DRM radeon i2c support and GPL

Adam Jackson ajax at nwnk.net
Mon Sep 20 10:38:15 PDT 2004


On Monday 20 September 2004 12:59, Jon Smirl wrote:
> On Mon, 20 Sep 2004 12:29:30 -0400, Adam Jackson <ajax at nwnk.net> wrote:
> > License compatibility != OS compatibility, please don't conflate the two.
> >  X runs on more than just Linux, and source is distributed as an
> > aggregate.  If
>
> The Linux DRM driver does not run anywhere but on Linux. The GPL code
> is isolated to the Linux DRM driver.
>
> I wonder if DRM isn't GPL already by accident. DRM has been included
> in the Linux kernel under the GPL license. DRM has also accepted many
> bug patches back from the kernel people. If a fork had occurred
> between kernel and DRM it would be clear than one fork is GPL and one
> BSD. But the code never forked. Since there is only one code base and
> that code base has been released GPL via the kernel, so we may have
> inadvertently made DRM GPL.

I would read it as "since the code never forked, we're still BSD".
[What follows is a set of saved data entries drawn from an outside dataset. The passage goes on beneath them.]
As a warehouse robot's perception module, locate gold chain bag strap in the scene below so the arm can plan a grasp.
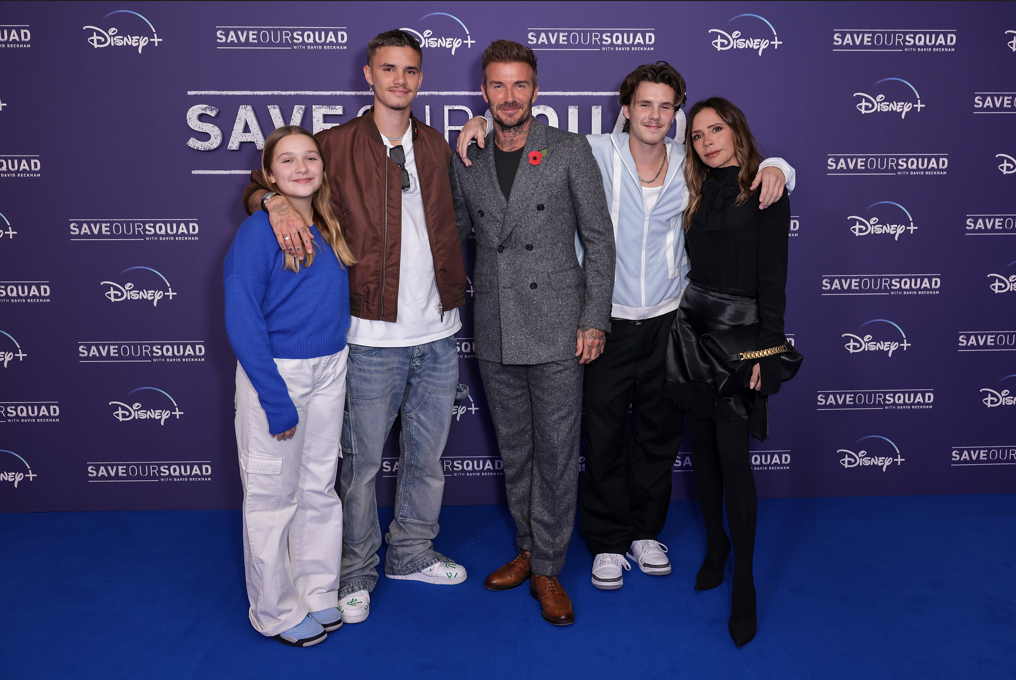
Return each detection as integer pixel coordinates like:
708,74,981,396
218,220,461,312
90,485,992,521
699,323,805,394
Inclusion is not conversion, in this case.  All the copyright statements in 
the DRM source (excluding your recent commit) specify BSD licenses.  If the 
bug-fixers wanted their changes to apply under the GPL they should have 
indicated that by changing the copyright statement at the top of the file.

The aggregate kernel is GPL, yes, but that doesn't mean all the components 
are.  ppp_deflate.c has gotten fixes from kernel people too, but it's still 
BSD-licensed.

> I'd feel a whole lot better about the licensing if BSD and Linux DRM
> were split into two repositories.

That still wouldn't address the issue of inclusion in Xorg, unless Xorg were 
to only ship with the BSD DRM.  And it would probably demote the BSD OSes to 
fifth-class citizen status.  Can't say as I'm a fan of that idea.

> > it's really that big of a deal, ask the author of the GPL code to allow
> > you to add it to DRM under an X-friendly license.
>
> This is a waste of time. I know that some of the authors have a GPL or
> die attitude towards device driver code.

Reimplementing code that the original author doesn't want to relicense is 
nothing new under the sun (freeglut).  I believe that splintering the code 
base into universal and GPL versions is a bad idea, because it means any code 
in the GPL version that someone wants to use in the universal version has to 
be written twice - inevitably diverging the two trees and creating the sort 
of cross-merge hell we're trying to get away from.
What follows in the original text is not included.